Due to the large number and specialized character of the occupations in this industry, they are taken up in a more general way than the “foundries and machine shop” group. The productive departments of the automobile factories utilize in the main the same equipment as other machinery manufacturing plants, but specialization has been carried to a degree found in few other metal industries. The “all-round” workman is a rara avis. The machine shops are manned by machine “specialists” most of whom know how to operate a single machine tool or perform a single operation made up of relatively simple elements. From one-half to two-thirds of the working force is recruited from immigrant labor which is “broken in” under skilful foremen within a period varying from a few days to a few weeks. In the simpler assembling operations the jobs are so subdivided that any man who is not actually feebleminded can learn the work in a few days. Production is on a large scale, permitting the maintenance of high-grade engineering and experimental departments, where all of the work is planned to the last detail.

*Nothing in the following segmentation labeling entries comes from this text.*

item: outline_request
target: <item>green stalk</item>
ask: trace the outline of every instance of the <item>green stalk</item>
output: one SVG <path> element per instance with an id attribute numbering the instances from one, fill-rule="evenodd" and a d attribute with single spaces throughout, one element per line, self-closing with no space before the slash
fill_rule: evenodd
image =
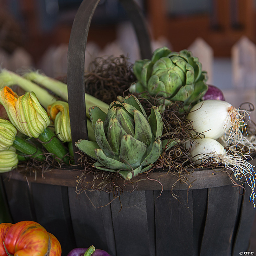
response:
<path id="1" fill-rule="evenodd" d="M 58 96 L 67 101 L 67 86 L 65 83 L 40 74 L 38 72 L 29 72 L 24 74 L 23 77 L 50 90 Z M 85 103 L 86 114 L 89 118 L 88 110 L 90 107 L 97 106 L 105 113 L 107 112 L 108 109 L 108 104 L 86 93 L 85 93 Z"/>
<path id="2" fill-rule="evenodd" d="M 38 138 L 48 152 L 54 154 L 66 164 L 69 165 L 70 157 L 68 155 L 68 151 L 54 132 L 48 127 L 44 129 Z"/>
<path id="3" fill-rule="evenodd" d="M 7 69 L 2 69 L 0 72 L 0 88 L 14 85 L 18 86 L 26 92 L 34 92 L 41 105 L 46 109 L 56 100 L 45 89 L 35 83 Z"/>
<path id="4" fill-rule="evenodd" d="M 86 250 L 86 251 L 85 253 L 83 256 L 91 256 L 95 251 L 95 247 L 93 245 L 91 245 L 91 246 Z"/>
<path id="5" fill-rule="evenodd" d="M 27 140 L 16 135 L 12 146 L 25 155 L 39 160 L 45 159 L 42 151 Z"/>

As a result the automobile manufacturers are turning out one of the most complicated and most efficient machines known to modern industry with a working force composed chiefly of semi-skilled labor.
For the machine shop workers the training suggested is similar to that recommended for the same class of workmen in other machine shops. The necessity of short unit courses adapted for teaching parts of the trade rather than the whole trade is obvious, as most automobile workers are employed on specialized operations. Short unit evening courses for motor and transmission assemblers, and testers and inspectors, are recommended.
A somewhat similar treatment is followed with respect to the iron and steel group of industries—blast furnaces, steel mills, rolling mills, wire mills, nail mills, and bolt, nut, and rivet factories. These industries are characterized by a high proportion of common and semi-skilled labor in the working force. Between 75 and 90 per cent of the workers are of foreign birth. In the operating department of one mill only two Americans were found among a total of 600 employees. As a rule the native born workers are mechanics employed in the power and maintenance departments.